Because the master control socket is already established, we can reuse the existing SSH connection, saving time and reducing the load on the remote server.

Once we’re finished browsing the web, we can close the master control socket by running the following command:

ssh -S ~/.ssh/control-remote-server-22-pentester -O exit user@remote-server

This command closes the master control socket at ~/.ssh/control-remote-server-22-pentester and disconnects from the remote server.

Using the -D option of SSH with a master control socket can be helpful for red teamers who need to browse the web securely while on an untrusted network.
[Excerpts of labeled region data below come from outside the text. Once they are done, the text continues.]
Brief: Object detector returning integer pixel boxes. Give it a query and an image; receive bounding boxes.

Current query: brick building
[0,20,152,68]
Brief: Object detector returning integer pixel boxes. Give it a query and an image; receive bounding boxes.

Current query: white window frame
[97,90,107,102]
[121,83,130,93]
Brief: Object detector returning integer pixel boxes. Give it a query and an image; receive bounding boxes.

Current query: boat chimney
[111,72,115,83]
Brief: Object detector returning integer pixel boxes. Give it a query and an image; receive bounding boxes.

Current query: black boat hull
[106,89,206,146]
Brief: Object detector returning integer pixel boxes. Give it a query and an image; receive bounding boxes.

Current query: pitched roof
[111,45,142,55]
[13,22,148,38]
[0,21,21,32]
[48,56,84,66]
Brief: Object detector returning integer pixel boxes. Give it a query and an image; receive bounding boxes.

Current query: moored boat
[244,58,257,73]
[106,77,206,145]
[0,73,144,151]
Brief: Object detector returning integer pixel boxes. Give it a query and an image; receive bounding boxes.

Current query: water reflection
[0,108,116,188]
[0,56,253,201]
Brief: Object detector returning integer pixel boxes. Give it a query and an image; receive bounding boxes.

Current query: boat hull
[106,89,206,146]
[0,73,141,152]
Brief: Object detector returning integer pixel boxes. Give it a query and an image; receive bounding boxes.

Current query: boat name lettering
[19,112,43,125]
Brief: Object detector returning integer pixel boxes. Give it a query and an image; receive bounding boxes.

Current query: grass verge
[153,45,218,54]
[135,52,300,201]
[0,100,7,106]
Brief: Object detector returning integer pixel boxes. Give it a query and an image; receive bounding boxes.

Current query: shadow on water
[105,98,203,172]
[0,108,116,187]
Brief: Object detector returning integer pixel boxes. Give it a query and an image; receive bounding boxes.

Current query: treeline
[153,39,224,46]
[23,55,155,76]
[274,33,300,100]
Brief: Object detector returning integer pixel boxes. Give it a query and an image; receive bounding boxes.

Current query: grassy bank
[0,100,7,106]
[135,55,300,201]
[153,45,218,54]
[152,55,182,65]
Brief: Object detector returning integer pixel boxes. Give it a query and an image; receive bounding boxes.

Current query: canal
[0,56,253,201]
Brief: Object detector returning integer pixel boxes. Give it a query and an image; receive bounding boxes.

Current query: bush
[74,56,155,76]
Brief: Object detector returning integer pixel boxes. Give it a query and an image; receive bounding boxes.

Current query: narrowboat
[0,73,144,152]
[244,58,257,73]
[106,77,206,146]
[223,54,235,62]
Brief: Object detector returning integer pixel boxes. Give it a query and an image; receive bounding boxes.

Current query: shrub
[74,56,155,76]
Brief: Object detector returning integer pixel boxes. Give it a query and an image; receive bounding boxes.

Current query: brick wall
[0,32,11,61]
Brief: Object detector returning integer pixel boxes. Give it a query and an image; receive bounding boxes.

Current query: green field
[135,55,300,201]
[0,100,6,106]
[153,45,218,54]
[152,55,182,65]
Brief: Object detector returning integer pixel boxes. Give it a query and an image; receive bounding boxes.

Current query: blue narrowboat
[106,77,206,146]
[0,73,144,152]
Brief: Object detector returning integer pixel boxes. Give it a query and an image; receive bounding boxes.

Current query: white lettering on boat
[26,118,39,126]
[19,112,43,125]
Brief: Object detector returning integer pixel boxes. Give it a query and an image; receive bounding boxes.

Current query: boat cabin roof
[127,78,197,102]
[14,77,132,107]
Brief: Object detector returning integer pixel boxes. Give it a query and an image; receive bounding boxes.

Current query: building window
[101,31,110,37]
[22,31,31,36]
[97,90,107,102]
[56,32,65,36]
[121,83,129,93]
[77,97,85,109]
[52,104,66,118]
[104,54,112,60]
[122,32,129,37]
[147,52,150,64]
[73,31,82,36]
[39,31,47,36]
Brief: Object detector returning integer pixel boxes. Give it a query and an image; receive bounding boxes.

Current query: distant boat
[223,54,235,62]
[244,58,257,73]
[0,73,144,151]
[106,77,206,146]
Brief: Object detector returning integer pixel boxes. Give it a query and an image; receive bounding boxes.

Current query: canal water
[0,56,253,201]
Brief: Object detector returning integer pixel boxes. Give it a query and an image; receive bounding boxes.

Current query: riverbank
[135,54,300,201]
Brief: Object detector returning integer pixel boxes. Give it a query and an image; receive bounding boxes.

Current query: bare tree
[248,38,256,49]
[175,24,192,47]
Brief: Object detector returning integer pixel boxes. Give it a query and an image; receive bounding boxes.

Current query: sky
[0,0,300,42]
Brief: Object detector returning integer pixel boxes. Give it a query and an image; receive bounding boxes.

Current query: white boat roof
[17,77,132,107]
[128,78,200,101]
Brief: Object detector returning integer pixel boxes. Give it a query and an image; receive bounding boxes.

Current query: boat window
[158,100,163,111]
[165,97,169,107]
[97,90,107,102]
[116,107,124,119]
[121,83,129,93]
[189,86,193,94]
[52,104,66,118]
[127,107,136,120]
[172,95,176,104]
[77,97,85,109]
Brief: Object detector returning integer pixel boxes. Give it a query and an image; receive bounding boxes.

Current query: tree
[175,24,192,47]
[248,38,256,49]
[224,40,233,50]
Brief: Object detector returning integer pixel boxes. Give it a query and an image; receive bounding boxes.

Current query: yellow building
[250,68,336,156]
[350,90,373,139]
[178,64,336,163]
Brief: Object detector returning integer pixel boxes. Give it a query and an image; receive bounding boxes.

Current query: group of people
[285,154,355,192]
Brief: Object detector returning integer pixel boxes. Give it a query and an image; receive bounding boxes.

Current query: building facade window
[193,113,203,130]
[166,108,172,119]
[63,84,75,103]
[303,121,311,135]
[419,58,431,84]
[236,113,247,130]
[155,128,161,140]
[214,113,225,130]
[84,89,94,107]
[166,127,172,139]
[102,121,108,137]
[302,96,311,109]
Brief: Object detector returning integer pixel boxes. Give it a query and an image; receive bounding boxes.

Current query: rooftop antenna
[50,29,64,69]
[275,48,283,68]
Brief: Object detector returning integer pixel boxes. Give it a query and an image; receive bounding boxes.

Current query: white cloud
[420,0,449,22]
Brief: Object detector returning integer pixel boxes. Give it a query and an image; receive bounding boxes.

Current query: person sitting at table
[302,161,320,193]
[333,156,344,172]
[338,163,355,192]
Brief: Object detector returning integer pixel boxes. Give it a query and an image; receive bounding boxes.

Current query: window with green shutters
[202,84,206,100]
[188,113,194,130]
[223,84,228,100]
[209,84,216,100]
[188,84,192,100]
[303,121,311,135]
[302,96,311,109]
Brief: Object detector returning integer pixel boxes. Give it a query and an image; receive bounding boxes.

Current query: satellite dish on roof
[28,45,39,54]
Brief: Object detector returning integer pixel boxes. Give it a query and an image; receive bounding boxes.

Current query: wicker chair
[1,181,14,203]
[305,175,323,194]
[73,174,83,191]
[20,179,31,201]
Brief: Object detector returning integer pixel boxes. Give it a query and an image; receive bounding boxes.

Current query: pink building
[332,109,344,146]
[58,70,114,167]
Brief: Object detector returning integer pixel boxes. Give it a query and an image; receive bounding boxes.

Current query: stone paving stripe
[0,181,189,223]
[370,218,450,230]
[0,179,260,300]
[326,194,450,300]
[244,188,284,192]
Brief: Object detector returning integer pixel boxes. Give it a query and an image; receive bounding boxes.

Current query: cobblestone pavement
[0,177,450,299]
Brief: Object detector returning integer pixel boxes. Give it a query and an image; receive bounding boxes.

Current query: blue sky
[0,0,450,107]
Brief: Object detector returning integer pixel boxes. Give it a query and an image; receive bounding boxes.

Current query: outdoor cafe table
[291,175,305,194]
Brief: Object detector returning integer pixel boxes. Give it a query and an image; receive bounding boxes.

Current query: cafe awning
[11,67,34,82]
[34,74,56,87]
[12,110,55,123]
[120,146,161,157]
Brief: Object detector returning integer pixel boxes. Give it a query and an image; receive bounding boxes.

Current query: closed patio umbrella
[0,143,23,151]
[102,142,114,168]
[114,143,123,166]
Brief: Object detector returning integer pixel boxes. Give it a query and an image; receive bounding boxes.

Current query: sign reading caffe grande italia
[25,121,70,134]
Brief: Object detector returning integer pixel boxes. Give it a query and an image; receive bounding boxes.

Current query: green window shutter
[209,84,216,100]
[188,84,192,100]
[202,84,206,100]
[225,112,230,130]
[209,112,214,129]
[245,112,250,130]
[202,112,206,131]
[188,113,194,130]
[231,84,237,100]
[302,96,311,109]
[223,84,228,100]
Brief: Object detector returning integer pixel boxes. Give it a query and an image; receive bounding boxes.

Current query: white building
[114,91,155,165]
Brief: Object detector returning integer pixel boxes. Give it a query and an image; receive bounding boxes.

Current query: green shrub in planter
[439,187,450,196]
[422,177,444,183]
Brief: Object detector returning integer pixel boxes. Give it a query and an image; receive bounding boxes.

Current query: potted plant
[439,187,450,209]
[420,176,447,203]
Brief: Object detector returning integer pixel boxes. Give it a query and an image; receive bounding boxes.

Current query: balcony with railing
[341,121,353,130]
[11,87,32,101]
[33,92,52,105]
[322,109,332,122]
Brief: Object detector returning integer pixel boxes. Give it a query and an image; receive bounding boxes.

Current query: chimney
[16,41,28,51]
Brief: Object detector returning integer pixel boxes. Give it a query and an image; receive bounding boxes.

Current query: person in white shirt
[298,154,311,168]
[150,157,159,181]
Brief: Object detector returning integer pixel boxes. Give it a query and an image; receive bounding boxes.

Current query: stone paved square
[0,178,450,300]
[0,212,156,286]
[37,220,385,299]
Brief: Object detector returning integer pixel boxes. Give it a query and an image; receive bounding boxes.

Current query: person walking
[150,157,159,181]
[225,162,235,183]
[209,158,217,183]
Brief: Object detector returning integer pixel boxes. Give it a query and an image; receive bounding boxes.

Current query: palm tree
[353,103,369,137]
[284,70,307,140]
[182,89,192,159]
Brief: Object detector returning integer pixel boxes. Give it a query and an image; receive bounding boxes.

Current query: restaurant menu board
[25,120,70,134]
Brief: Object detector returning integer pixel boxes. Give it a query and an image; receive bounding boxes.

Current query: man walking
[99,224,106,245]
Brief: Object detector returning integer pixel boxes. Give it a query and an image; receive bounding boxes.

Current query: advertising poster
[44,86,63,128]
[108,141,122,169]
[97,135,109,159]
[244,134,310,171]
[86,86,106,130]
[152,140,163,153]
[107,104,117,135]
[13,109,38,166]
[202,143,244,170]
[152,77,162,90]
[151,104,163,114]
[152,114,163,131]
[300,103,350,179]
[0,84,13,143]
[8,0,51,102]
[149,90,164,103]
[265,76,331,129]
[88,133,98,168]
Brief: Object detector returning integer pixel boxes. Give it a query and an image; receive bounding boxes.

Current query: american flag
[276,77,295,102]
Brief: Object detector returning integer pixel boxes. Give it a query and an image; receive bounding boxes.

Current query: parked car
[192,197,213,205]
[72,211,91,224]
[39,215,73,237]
By establishing a SOCKS proxy through the SSH tunnel, we can encrypt our web traffic and keep it private, even on public or unsecured networks. This technique can be valuable for red teamers who need to maintain operational security and avoid detection while conducting their activities.

Security Considerations and Best Practices

When using master control sockets in red teaming operations, consider these security implications:

Socket File Permissions

Always ensure proper permissions on control socket files:

# Set restrictive permissions on control socket directory
chmod 700 ~/.ssh
chmod 600 ~/.ssh/control-*

# Clean up old socket files
find ~/.ssh -name "control-*" -mtime +1 -delete

Connection Persistence

The ControlPersist option in SSH config can keep connections alive, but this may increase detection risk:

# In ~/.ssh/config
Host target-server
    ControlPersist 5m  # Keep connection alive for 5 minutes after last use
    ControlMaster auto
    ControlPath ~/.ssh/control-%h-%p-%r

Error Handling

Implement proper error handling for connection failures:

#!/bin/bash
set -euo pipefail

# Function to check if master socket exists and is working
check_master_socket() {
    local socket_path="$1"
    if [[ -S "$socket_path" ]]; then
        ssh -S "$socket_path" -O check localhost >/dev/null 2>&1
        return $?
    fi
    return 1
}

# Establish master socket with error handling
establish_master_socket() {
    local socket_path="$1"
    local target="$2"
    
    if ! check_master_socket "$socket_path"; then
        echo "Establishing master socket to $target..."
        ssh -M -S "$socket_path" -f -N "$target"
        sleep 1
        
        if ! check_master_socket "$socket_path"; then
            echo "Failed to establish master socket"
            exit 1
        fi
    fi
}

# Usage example
establish_master_socket ~/.ssh/control-target-server-22-pentester target-server
scp -o ControlMaster=auto -o ControlPath=~/.ssh/control-target-server-22-pentester file.txt target-server:/tmp/

Detection Avoidance

  • Use different socket paths for different targets to avoid pattern detection
  • Implement connection timeouts to prevent long-lived connections
  • Monitor for failed connection attempts that might indicate detection

Conclusion

In conclusion, using SCP and SSH with a master control socket can be a powerful technique for red teamers and penetration testers looking to streamline their file transfer operations and maintain high security. By establishing a master control socket, we can reuse SSH connections between multiple sessions, speeding up file transfers and reducing the load on remote servers. Additionally, by leveraging port forwarding and SOCKS proxies with the master control socket, we can establish secure connections between hosts, transfer files, and browse the web quickly and easily, even when access restrictions are in place. With this knowledge, red teamers can work more efficiently, effectively, and securely, helping them achieve their objectives while minimizing their risk of detection or compromise.